I imagine a bare metal hypervisor has far narrower hardware support than
the Linux kernel. I'm also guessing the Xen bare metal hypervisor
borrows a lot from the Linux kernel.

If the best case you can make for using a bare metal hypervisor is that
 it prevents the system administrator from being tempted to run other
processes on the host, then that doesn't sound so compelling.

> It's also not so good for workstation virtualization since
> you can only run KVM guests on Linux hosts thus negating the easy
> portability that makes workstation virtualization so useful.	

So? Doesn't that same comment apply to Xen.

Are you trying to say KVM is useless because it is no good at the things
Xen is good at and it's no good at the things VirtualBox is good at?

> ...Amazon EC2 or Rackspace or Linode. They're only some of the largest VPS
> platforms in the world and they all run on Xen.

Linus wasn't the only one to turn up his nose at the ugliness of Xen's
internals. I'm a bit surprised that these large players have stuck with
Xen wile other technologies have caught up to its capabilities.

Why do you think that is? Inertia?

Why Rackspace Uses Xen for OpenStack

  The original decision by Rackspace to use Xen was made around 2008. At
  that time, Xen was seen as being more stable than KVM. Additionally,
  Citrix has a relationship with Microsoft, which meant that Rackspace
  could get a higher level of Windows support.
  OpenStack, which was initially created by Rackspace along with NASA,
  can run any number of hypervisors, although the open source KVM
  hypervisor might well enjoy a technological advantage.

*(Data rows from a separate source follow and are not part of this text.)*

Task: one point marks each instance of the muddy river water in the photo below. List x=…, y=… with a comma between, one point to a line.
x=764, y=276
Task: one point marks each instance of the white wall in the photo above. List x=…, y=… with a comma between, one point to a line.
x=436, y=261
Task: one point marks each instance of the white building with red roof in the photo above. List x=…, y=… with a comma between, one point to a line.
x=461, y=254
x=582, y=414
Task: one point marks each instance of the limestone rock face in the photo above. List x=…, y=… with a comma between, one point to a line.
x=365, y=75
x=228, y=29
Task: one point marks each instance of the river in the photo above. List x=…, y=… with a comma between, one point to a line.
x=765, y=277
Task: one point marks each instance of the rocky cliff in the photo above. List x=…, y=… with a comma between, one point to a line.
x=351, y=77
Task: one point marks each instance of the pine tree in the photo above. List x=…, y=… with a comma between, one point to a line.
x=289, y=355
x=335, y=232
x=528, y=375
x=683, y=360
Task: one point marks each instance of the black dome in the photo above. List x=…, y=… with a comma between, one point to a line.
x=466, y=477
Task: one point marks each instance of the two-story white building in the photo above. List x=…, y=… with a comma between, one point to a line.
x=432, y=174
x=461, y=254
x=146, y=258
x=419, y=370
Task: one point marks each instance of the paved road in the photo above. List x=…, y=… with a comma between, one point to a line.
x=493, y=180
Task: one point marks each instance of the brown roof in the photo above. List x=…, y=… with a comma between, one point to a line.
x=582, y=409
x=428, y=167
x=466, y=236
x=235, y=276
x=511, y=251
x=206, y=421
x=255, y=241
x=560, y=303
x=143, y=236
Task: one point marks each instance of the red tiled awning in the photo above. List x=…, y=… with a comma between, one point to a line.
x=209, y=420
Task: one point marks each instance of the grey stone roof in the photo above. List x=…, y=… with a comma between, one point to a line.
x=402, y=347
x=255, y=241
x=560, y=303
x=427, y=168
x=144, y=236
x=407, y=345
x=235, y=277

  "Our decision to use Xen in OpenStack was largely due to the fact that
  we already had several thousand nodes deployed in Xen in another
  OpenStack environment and we wanted to make the transition
  easy," Toman said. "We also have a lot of operational knowledge
  managing large scale deployments of Xen hypervisors."

Apparently yes, inertia.


Tom Metro
Venture Logic, Newton, MA, USA
"Enterprise solutions through open source."